I always wanted to leave. For as long as I can remember, I dreamed about living somewhere else. Home wasn’t an awful place to be. Inside were parents and siblings and toys and blankets and radios and televisions and food. I was not lacking for material things but I never felt satisfied. I wanted adventure, exploration. I wanted to know why and what else and how come. Add that personality with my father’s love for geography and well… I was just bound to runaway, wasn’t I?
The first time was accidental. An overstay. An experiment, just to see what it felt like. When I was in kindergarten and first grade, my sister Jeanne and I walked to school. It was less than a half a mile away from home, through our suburban neighborhood. One day, my friend Karen suggested I come to her house to play so I followed her home after school. When I think about the events of that day, I wonder if my then 11-year-old sister was worried she’d get in trouble for losing me. I think about the teachers, watching us two little girls leave together, saying they’d see us tomorrow. As my mother reminds me, back then, no one thought it strange for five and six year olds to walk themselves home or play down the street in the neighborhood. I certainly didn’t give these things a second thought. I went to Karen’s house, whose single mom was working full-time. We ate crackers and played for a few hours but when it became clear that her Mom was working late and there was no dinner in our future, I headed home.
I remember seeing the street lights starting to come on as I walked home. It was twilight but from a block away, I could make out that there was a police car in front of my home. I will never forget my first thought which was “Yay! My Daddy became a police officer!” I began walking faster and ran inside the house through the side door into the kitchen. There was my mother, with her head in her hands. And there was a police officer, who was not my father, scribbling something into a notebook. I’d like to say my mother threw her arms around me and said how happy she was to see me, how worried she was and that she was just glad that I was ok. But what I recall is that the police officer stood up, my Mom stopped crying and walked him out, she came back in and told me to go wash up, and then she started making dinner. And that was that.

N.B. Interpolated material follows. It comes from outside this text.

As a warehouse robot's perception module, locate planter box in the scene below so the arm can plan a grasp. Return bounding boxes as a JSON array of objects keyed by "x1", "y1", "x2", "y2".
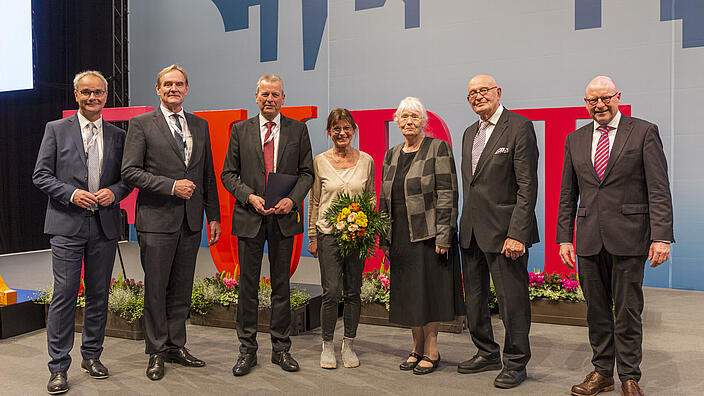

At some point the following year, we had family friends visiting from Rhode Island. They had lived down the street from us for a while before they moved somewhere that sounded way cooler than Billerica. They were close to the ocean, is what I remember hearing. My Mom and Mrs. Quesnel were friends (still are) and Jeanne and I were around the same ages as her three – Danny, Ann Marie and Ray. I know now that being dragged to your parent’s friends houses can be the worst but at the time, I was so happy for the company. They were far more interesting to me now that they had moved away. And so, at the end of their visit, before their drive home, the kids and I devised a plan for me to stowaway in the back of their station wagon. Oh, it wasn’t as well-thought out as that but I remember the excitement and potential of escaping. I remember the feeling of blankets or jackets on top of me while I tried to stay quietly curled in a ball. I remember the feeling of the road passing underneath me, like when I used to fall asleep on the floor of the back seat. And at some point, I remember wondering if we’d get away with it. The Quesnel kids must have been checking on me to make sure I was either covered properly or able to breathe ok. Just enough odd behavior for their parents to ask what was going on. Then maybe a bunch of laughing, thinking how sneaky we had been. The car was turned around and I was deposited back in my driveway, where my parents hadn’t noticed I was gone. My Mom says I was always disappearing somewhere and that it wasn’t unusual for kids to be out and about. She also said “Every child has their moments. You had plenty.”
There were other efforts, here and there. I ran away once to Jenny Hebenstreit’s house at 14 but my will faded fast because it was winter, I wasn’t wearing shoes, and I’m not a total idiot. I suppose years later these became funny stories they told – The Time Chrissy Thought Bill Was A Police Officer or The Time Chrissy Stowed Away With The Quesnels. As a child, I was blissfully unaware of the fear and pain I put my parents through. With perspective, though, I think about the worry they must have felt – not so much in my running away. Let’s face it, I’m the last of five kids, half the time they probably didn’t know where I was. But the worry for my future, because I didn’t do things as expected or as they wanted. As difficult as it may be to accept your child for exactly who they are, it is scarier still to wonder if the world will accept them at all.
I was never going to have a traditional path in life. My father put this spirit in me – all those aimless Sunday drives, taking me to the airport to watch planes takeoff, and telling bedtime stories of camping and coming upon bears. Even when he was telling me to get down from climbing trees (and that a boy wouldn’t take me to prom if I was covered in sap,) he was always fueling my curiosity, to be away from home, to be free.